A hand-drawn picture of a fanciful fish, flowing in a blue stream. A photomontage of a turbine and the outflow over a dam. An old poster—Lila’s favorite—from
the We Save Wawa series, featuring a priest and a transvestite. The transvestite was actually (no one but Lila knew this) her assistant Seymour in his younger days. The We Save Wawa campaign had been a huge hit. Not that individual conservation really made a difference—industrial water use, in New Dawn Dayton, had dwarfed any use of water for baths or yards—but the campaign gave ordinary people a goal, and promoted the image nationwide of Dayton as a water capital.
“And that means … ?” Lila said now. She’d never get to bury her nose in Michelle’s hair, never. Might as well give up lusting. Lila thought with regret of Janet, whose hair had always smelled of chlorine. How long ago was that, twenty years? Janet could never resist her. Lila intimidated people terribly, in her day. Lila had hammered them with questions they could neither answer nor forget. And she’d used her influence not just for seduction but also for public service. Lila de Becqueville, the governor of Ohio had introduced her, community asset. She wondered if she was too old to use her influence now. Not that it mattered. She was having no effect on Michelle.

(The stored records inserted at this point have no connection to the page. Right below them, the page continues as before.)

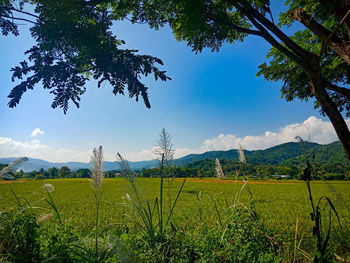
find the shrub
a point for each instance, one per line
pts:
(19, 236)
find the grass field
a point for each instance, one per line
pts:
(278, 203)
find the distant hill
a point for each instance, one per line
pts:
(291, 153)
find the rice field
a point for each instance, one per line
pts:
(278, 203)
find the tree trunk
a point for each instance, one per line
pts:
(328, 106)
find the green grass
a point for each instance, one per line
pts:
(278, 203)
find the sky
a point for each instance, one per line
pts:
(213, 102)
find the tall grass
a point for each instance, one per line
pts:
(97, 176)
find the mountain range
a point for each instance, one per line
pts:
(291, 153)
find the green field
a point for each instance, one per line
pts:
(278, 203)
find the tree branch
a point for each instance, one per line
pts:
(339, 46)
(21, 19)
(340, 90)
(233, 26)
(269, 38)
(302, 53)
(19, 11)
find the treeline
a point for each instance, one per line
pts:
(206, 168)
(53, 173)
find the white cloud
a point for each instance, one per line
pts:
(35, 149)
(36, 132)
(313, 129)
(319, 131)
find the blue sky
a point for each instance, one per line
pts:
(213, 102)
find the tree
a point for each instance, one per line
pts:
(312, 63)
(74, 43)
(64, 172)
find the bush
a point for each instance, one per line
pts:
(19, 236)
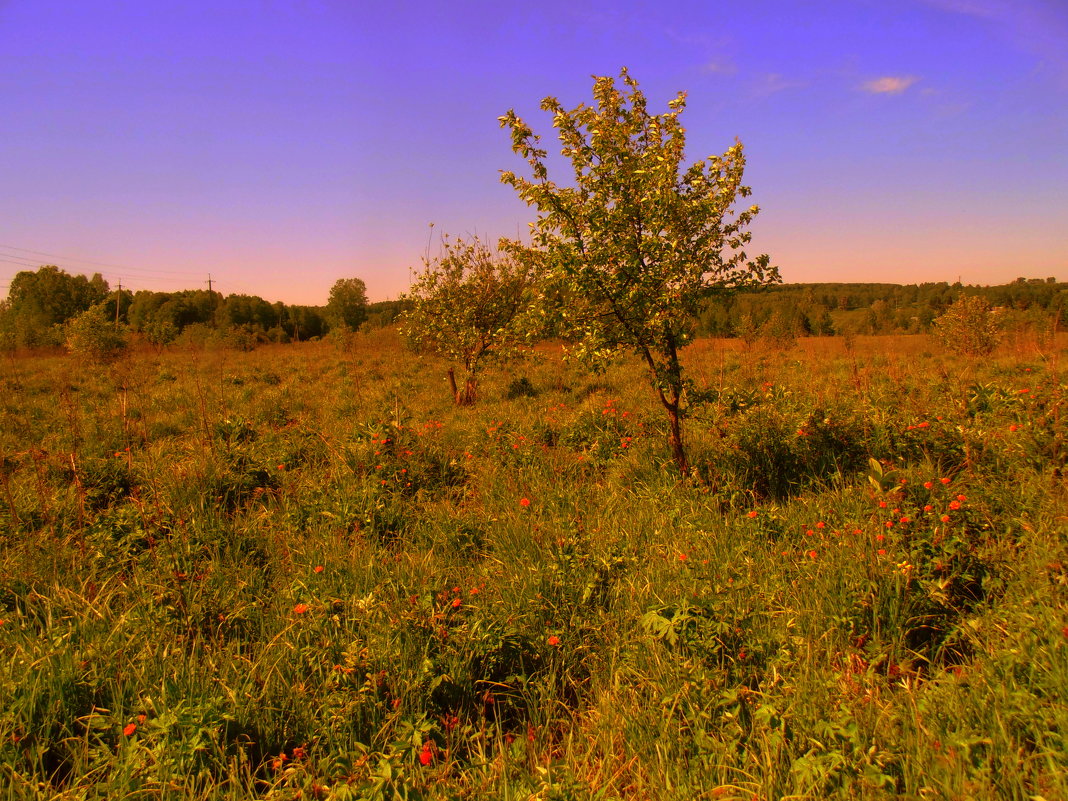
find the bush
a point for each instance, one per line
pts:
(970, 326)
(94, 335)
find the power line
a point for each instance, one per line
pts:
(98, 264)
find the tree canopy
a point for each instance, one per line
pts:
(638, 238)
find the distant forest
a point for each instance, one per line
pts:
(823, 310)
(40, 303)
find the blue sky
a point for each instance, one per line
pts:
(279, 146)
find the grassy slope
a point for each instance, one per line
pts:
(799, 623)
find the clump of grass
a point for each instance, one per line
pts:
(312, 574)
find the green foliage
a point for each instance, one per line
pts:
(310, 575)
(94, 335)
(639, 239)
(970, 326)
(347, 304)
(472, 307)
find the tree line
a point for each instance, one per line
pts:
(42, 304)
(830, 309)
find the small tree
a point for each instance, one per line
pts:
(94, 335)
(471, 305)
(970, 326)
(347, 304)
(639, 239)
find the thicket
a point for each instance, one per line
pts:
(42, 303)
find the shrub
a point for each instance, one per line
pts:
(970, 326)
(94, 335)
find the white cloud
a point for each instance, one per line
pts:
(890, 84)
(720, 67)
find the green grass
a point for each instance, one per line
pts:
(303, 574)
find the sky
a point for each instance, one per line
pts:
(278, 146)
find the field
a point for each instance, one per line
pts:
(303, 572)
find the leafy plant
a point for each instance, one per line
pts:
(639, 240)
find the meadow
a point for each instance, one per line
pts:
(304, 572)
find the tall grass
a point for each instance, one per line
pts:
(302, 572)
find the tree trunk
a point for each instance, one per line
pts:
(675, 427)
(468, 394)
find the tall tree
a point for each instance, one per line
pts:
(638, 238)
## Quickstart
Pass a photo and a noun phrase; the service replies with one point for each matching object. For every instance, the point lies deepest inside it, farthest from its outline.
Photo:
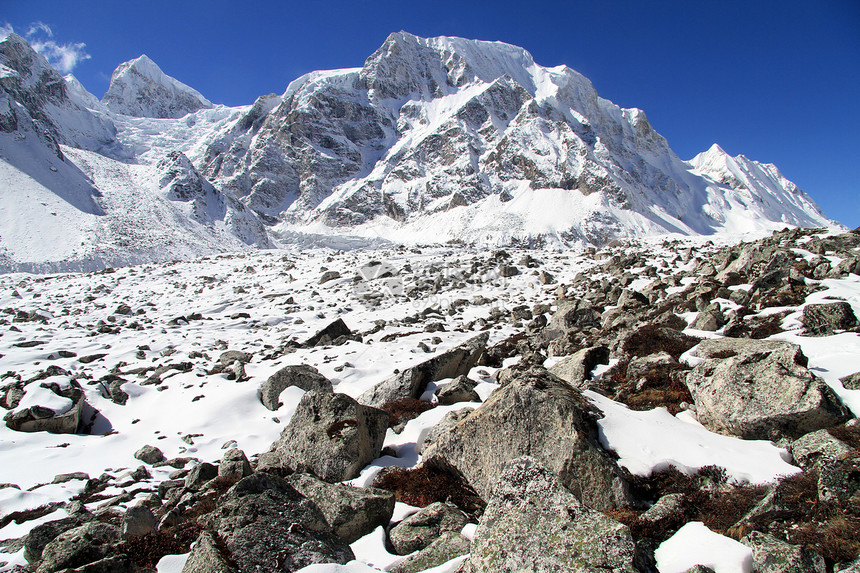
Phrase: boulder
(826, 318)
(234, 464)
(816, 447)
(269, 527)
(302, 376)
(329, 334)
(352, 512)
(206, 557)
(772, 555)
(420, 529)
(138, 521)
(149, 454)
(447, 546)
(757, 390)
(412, 382)
(331, 436)
(461, 389)
(539, 415)
(576, 368)
(80, 546)
(533, 523)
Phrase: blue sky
(777, 81)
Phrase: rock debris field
(655, 405)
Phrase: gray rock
(461, 389)
(269, 527)
(772, 555)
(539, 415)
(412, 382)
(44, 533)
(149, 454)
(332, 436)
(206, 557)
(444, 548)
(200, 475)
(420, 529)
(137, 521)
(82, 545)
(449, 420)
(303, 376)
(234, 464)
(576, 368)
(814, 447)
(826, 318)
(851, 382)
(760, 391)
(532, 523)
(330, 333)
(352, 512)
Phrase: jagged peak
(140, 88)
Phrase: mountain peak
(139, 88)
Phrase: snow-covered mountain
(431, 140)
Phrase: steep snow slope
(139, 88)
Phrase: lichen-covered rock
(331, 436)
(234, 464)
(352, 512)
(302, 376)
(412, 382)
(576, 368)
(80, 546)
(269, 527)
(420, 529)
(444, 548)
(532, 523)
(760, 391)
(206, 557)
(810, 449)
(772, 555)
(538, 415)
(461, 389)
(826, 318)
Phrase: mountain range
(432, 140)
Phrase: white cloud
(63, 57)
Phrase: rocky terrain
(649, 405)
(431, 140)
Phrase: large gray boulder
(826, 318)
(539, 415)
(757, 390)
(420, 529)
(533, 523)
(331, 436)
(352, 512)
(772, 555)
(576, 368)
(80, 546)
(412, 382)
(444, 548)
(302, 376)
(269, 527)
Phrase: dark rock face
(760, 390)
(332, 436)
(270, 527)
(825, 319)
(537, 415)
(303, 376)
(412, 382)
(532, 523)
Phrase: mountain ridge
(431, 140)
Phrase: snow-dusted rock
(533, 523)
(139, 88)
(760, 390)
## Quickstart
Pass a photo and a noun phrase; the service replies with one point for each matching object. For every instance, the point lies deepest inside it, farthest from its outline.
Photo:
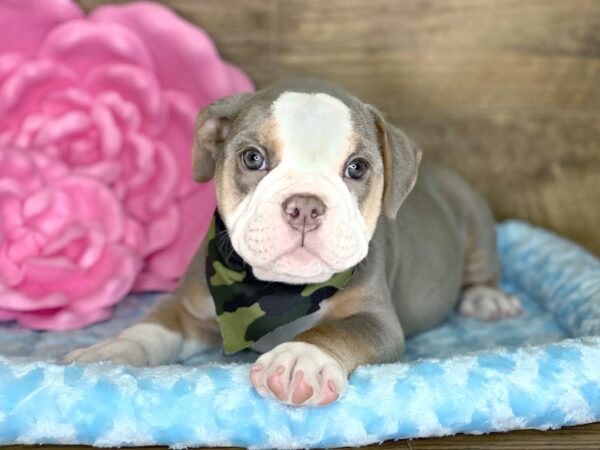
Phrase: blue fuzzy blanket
(540, 370)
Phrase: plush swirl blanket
(540, 370)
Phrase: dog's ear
(401, 159)
(212, 127)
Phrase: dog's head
(302, 172)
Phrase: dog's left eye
(356, 169)
(253, 159)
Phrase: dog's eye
(356, 169)
(253, 159)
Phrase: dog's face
(301, 178)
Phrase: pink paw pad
(275, 383)
(301, 390)
(330, 393)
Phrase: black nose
(304, 212)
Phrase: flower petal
(136, 85)
(196, 213)
(31, 21)
(185, 57)
(83, 44)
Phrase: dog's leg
(313, 369)
(481, 297)
(181, 325)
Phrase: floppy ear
(401, 159)
(212, 127)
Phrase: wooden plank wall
(507, 92)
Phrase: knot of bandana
(248, 308)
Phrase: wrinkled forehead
(314, 131)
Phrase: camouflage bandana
(248, 308)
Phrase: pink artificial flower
(64, 260)
(112, 99)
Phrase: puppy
(327, 248)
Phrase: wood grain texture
(505, 92)
(574, 438)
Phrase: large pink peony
(106, 104)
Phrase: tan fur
(189, 310)
(267, 134)
(346, 302)
(173, 315)
(342, 340)
(371, 206)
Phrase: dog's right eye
(253, 159)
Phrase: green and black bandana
(248, 308)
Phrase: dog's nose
(304, 212)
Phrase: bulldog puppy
(330, 245)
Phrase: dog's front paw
(298, 373)
(118, 350)
(487, 303)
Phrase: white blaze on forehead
(315, 130)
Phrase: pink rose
(63, 254)
(112, 99)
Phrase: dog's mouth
(298, 265)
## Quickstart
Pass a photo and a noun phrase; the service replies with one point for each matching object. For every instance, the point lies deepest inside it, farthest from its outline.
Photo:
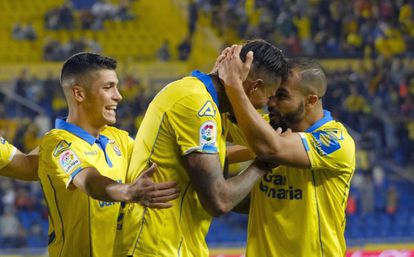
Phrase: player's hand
(219, 59)
(154, 195)
(232, 70)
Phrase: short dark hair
(312, 75)
(266, 56)
(82, 63)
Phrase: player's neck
(225, 105)
(310, 118)
(82, 122)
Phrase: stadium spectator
(184, 49)
(163, 52)
(392, 200)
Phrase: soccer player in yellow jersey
(15, 164)
(297, 209)
(183, 133)
(83, 164)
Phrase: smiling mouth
(111, 108)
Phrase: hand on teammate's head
(232, 70)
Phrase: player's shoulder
(56, 135)
(333, 138)
(187, 86)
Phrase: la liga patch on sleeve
(68, 160)
(208, 135)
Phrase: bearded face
(285, 121)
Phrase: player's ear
(78, 93)
(254, 85)
(312, 100)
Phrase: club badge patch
(62, 146)
(115, 147)
(68, 161)
(207, 110)
(208, 134)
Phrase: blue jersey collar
(326, 118)
(208, 83)
(78, 131)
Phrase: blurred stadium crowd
(375, 101)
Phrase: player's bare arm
(238, 153)
(22, 166)
(265, 142)
(143, 190)
(218, 195)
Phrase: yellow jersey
(301, 212)
(183, 118)
(78, 224)
(7, 152)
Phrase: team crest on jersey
(115, 147)
(62, 146)
(68, 160)
(207, 110)
(208, 134)
(327, 142)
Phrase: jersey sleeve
(7, 152)
(63, 159)
(196, 123)
(329, 149)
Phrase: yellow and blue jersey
(183, 118)
(78, 224)
(301, 212)
(7, 152)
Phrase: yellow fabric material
(78, 224)
(301, 212)
(174, 126)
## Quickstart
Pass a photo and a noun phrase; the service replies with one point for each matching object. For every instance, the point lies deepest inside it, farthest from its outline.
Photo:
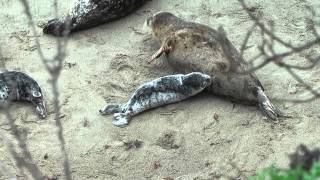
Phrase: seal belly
(156, 99)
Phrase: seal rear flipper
(121, 119)
(110, 109)
(270, 110)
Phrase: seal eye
(149, 21)
(36, 94)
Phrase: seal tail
(58, 27)
(110, 109)
(270, 110)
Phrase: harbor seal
(85, 14)
(191, 46)
(165, 90)
(15, 86)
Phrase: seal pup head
(161, 23)
(197, 81)
(4, 94)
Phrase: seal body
(85, 14)
(159, 92)
(192, 47)
(16, 86)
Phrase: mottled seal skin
(16, 86)
(86, 14)
(165, 90)
(192, 47)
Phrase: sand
(105, 64)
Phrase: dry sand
(183, 141)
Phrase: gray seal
(191, 46)
(16, 86)
(165, 90)
(86, 14)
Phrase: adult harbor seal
(85, 14)
(165, 90)
(192, 47)
(15, 86)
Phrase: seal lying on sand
(86, 14)
(19, 86)
(161, 91)
(192, 47)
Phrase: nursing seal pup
(165, 90)
(16, 86)
(192, 47)
(86, 14)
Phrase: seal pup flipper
(4, 94)
(20, 86)
(165, 90)
(270, 110)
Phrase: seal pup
(191, 46)
(85, 14)
(15, 86)
(165, 90)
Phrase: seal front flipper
(121, 119)
(37, 101)
(270, 110)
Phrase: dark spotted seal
(161, 91)
(15, 86)
(192, 47)
(86, 14)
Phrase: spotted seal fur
(15, 86)
(165, 90)
(191, 46)
(86, 14)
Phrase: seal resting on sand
(159, 92)
(15, 86)
(86, 14)
(192, 47)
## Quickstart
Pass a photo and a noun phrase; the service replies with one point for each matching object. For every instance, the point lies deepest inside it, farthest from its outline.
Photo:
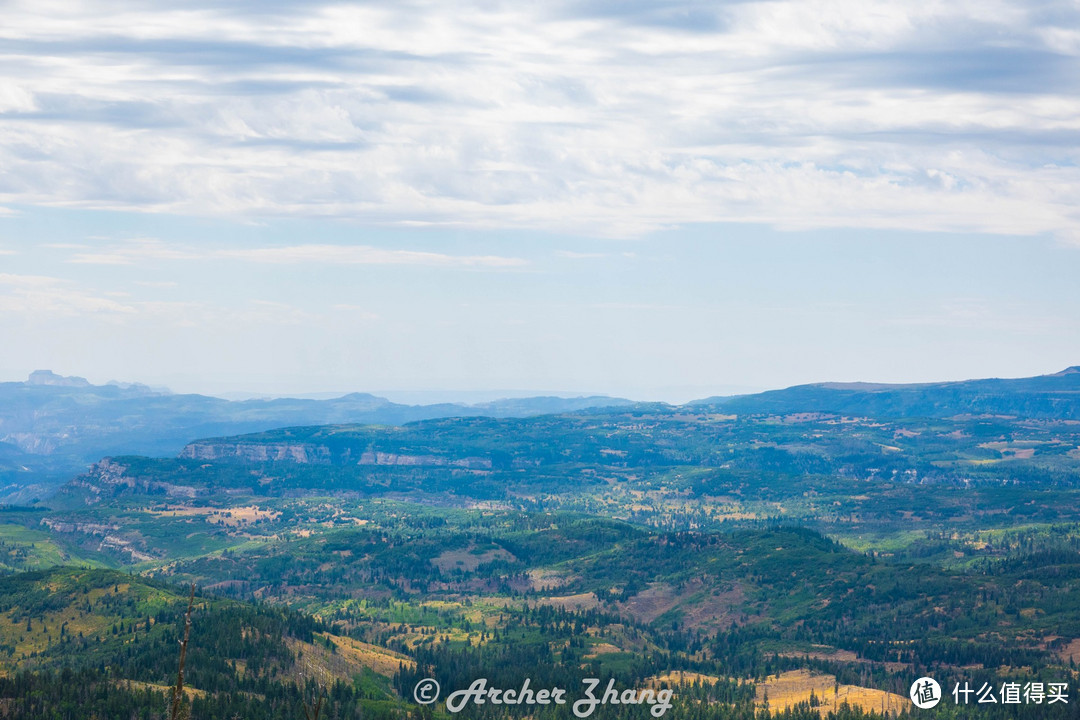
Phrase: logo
(926, 693)
(426, 691)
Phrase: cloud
(36, 296)
(142, 250)
(594, 117)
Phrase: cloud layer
(605, 118)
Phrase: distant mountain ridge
(55, 425)
(1050, 396)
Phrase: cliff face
(109, 478)
(301, 452)
(321, 454)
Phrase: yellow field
(788, 689)
(231, 517)
(379, 660)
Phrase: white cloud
(589, 118)
(139, 250)
(37, 296)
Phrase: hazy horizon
(646, 200)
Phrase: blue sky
(661, 200)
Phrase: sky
(653, 200)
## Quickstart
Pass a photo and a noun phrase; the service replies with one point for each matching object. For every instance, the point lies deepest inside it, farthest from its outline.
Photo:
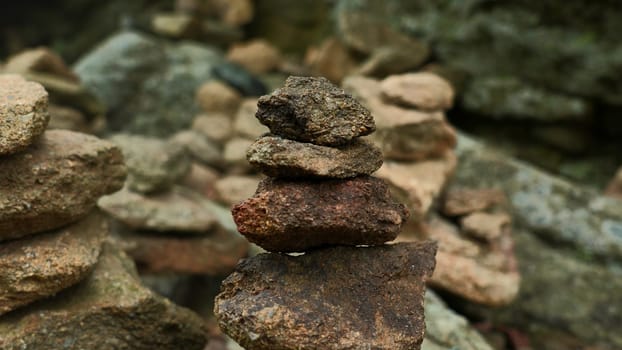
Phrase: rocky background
(498, 122)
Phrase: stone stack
(62, 285)
(320, 199)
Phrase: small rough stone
(245, 123)
(462, 201)
(216, 96)
(56, 181)
(178, 209)
(257, 56)
(111, 309)
(424, 91)
(153, 165)
(314, 110)
(214, 254)
(39, 266)
(215, 126)
(285, 216)
(233, 189)
(333, 298)
(23, 113)
(278, 157)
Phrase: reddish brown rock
(333, 298)
(110, 309)
(314, 110)
(257, 56)
(23, 113)
(39, 266)
(56, 181)
(424, 91)
(278, 157)
(462, 201)
(287, 216)
(216, 253)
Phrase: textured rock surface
(102, 313)
(56, 181)
(178, 209)
(216, 253)
(445, 329)
(424, 91)
(299, 215)
(333, 298)
(278, 157)
(402, 134)
(153, 165)
(314, 110)
(23, 113)
(42, 265)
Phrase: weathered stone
(485, 273)
(233, 189)
(418, 184)
(41, 60)
(23, 113)
(102, 313)
(153, 165)
(245, 123)
(316, 111)
(56, 181)
(40, 266)
(199, 146)
(445, 329)
(331, 60)
(462, 201)
(258, 56)
(487, 226)
(278, 157)
(215, 126)
(333, 298)
(216, 96)
(424, 91)
(402, 134)
(300, 215)
(178, 209)
(216, 253)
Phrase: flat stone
(40, 59)
(278, 157)
(111, 309)
(419, 184)
(245, 123)
(424, 91)
(23, 113)
(153, 165)
(403, 134)
(214, 254)
(316, 111)
(39, 266)
(56, 181)
(178, 209)
(216, 96)
(258, 56)
(333, 298)
(300, 215)
(461, 201)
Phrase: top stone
(23, 113)
(310, 109)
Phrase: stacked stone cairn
(63, 285)
(346, 288)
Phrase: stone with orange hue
(286, 216)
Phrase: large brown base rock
(333, 298)
(39, 266)
(109, 310)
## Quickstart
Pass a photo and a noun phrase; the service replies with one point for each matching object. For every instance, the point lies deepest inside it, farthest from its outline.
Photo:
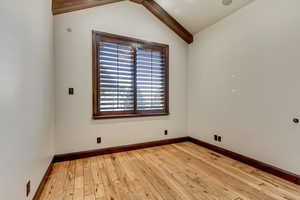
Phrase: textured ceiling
(196, 15)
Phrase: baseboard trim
(43, 182)
(97, 152)
(289, 176)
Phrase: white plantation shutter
(116, 77)
(150, 78)
(130, 77)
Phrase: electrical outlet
(216, 137)
(27, 188)
(71, 91)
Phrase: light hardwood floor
(182, 171)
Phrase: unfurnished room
(150, 100)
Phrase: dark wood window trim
(136, 43)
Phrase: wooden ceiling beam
(64, 6)
(167, 19)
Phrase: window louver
(116, 63)
(150, 80)
(130, 77)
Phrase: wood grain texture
(43, 182)
(65, 6)
(250, 161)
(167, 19)
(109, 150)
(181, 171)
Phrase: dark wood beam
(166, 18)
(64, 6)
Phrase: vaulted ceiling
(184, 17)
(195, 15)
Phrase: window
(130, 77)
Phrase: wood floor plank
(218, 162)
(199, 184)
(182, 171)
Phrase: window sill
(98, 117)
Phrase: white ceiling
(195, 15)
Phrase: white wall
(244, 83)
(75, 129)
(26, 95)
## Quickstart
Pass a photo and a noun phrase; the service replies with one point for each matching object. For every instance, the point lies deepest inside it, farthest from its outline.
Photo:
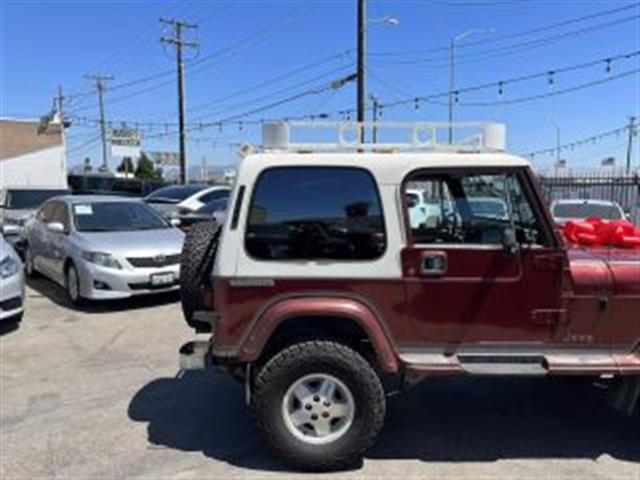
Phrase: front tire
(319, 404)
(73, 285)
(29, 268)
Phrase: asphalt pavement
(96, 393)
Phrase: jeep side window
(315, 213)
(525, 221)
(471, 209)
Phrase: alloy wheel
(318, 409)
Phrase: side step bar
(503, 364)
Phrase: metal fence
(621, 188)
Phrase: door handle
(433, 263)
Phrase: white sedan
(11, 283)
(203, 197)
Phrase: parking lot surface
(96, 394)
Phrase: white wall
(44, 168)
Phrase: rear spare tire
(198, 251)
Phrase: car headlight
(9, 266)
(102, 259)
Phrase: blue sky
(254, 53)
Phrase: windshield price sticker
(83, 209)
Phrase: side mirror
(509, 241)
(10, 229)
(55, 227)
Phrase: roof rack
(415, 136)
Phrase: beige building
(32, 154)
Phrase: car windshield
(215, 206)
(116, 216)
(586, 210)
(488, 208)
(173, 193)
(30, 199)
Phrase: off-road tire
(313, 357)
(198, 251)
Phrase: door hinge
(549, 316)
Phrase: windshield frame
(578, 206)
(157, 197)
(11, 193)
(165, 223)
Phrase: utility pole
(376, 110)
(632, 121)
(59, 102)
(178, 42)
(100, 79)
(361, 54)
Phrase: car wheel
(320, 405)
(29, 268)
(198, 251)
(73, 285)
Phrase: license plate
(159, 279)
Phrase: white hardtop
(344, 145)
(388, 168)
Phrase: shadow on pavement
(57, 295)
(444, 420)
(7, 326)
(202, 411)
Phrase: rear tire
(307, 443)
(198, 251)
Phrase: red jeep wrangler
(343, 261)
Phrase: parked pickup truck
(318, 284)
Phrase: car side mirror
(509, 241)
(55, 227)
(8, 230)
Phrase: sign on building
(125, 142)
(164, 159)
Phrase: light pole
(452, 59)
(558, 132)
(361, 51)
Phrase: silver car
(102, 248)
(11, 283)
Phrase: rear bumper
(12, 296)
(196, 355)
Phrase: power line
(501, 38)
(551, 74)
(593, 139)
(506, 50)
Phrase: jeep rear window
(315, 213)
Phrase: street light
(452, 51)
(361, 41)
(557, 127)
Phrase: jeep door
(485, 268)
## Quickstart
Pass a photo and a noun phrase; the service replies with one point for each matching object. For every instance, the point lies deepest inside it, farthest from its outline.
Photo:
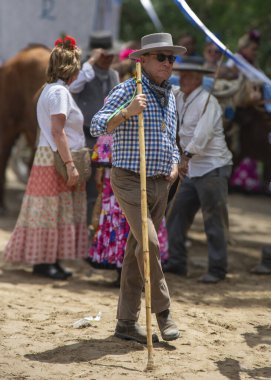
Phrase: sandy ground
(225, 328)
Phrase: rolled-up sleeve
(116, 98)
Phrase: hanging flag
(147, 4)
(245, 67)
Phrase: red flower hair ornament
(66, 42)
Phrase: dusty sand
(225, 328)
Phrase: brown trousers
(126, 187)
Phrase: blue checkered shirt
(160, 145)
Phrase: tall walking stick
(144, 218)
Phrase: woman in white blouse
(52, 221)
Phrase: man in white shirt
(204, 171)
(94, 82)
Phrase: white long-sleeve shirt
(202, 134)
(86, 74)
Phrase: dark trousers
(209, 193)
(126, 187)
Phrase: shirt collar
(60, 81)
(193, 94)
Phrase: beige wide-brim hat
(157, 41)
(192, 64)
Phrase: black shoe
(167, 326)
(261, 269)
(62, 270)
(209, 278)
(131, 330)
(170, 268)
(49, 270)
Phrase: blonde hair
(64, 62)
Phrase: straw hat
(157, 41)
(192, 64)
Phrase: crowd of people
(96, 105)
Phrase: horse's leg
(6, 144)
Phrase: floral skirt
(52, 221)
(109, 241)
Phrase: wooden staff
(144, 218)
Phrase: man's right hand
(138, 104)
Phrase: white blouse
(56, 99)
(202, 134)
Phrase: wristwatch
(187, 154)
(124, 113)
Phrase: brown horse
(20, 79)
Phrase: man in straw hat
(207, 160)
(119, 116)
(95, 80)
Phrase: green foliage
(230, 18)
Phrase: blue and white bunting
(246, 68)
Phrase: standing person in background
(52, 221)
(248, 48)
(162, 157)
(95, 80)
(189, 41)
(206, 157)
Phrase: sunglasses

And suddenly Michelle, looking much older, less ingenuous, was patting her cheek with her fingertips, little quick pats, as if she were dabbing it with powder, and indeed her little blotches were fading. “Not the Grid,” she repeated. “Definitely not the Grid.” Her eyes wandered, in an aimlessness Lila was sure was feigned, until they met Lila’s wide ones. “I know about you,” Michelle said, and Lila felt a buzzing thrill in her chest. “My mother doesn’t just remember your water talks. She remembers you later. She told me all about your leadership during the Short Times. I know about the ads, the time restrictions, everything. You know what my mom says? You made sacrifice fun.”
Was there a personal connection? Was that why this youngie was here? “Do I know your mother?” Lila asked.
“You should hear her talk about you. She was at the Needmore Rally.”
“Need less,” Lila mumbled, meaning to be dismissive, surprised by the wistfulness in her tone. RALLY ON NEEDMORE: NEED LESS! “Did I know your mother”—Lila hesitated—“personally?”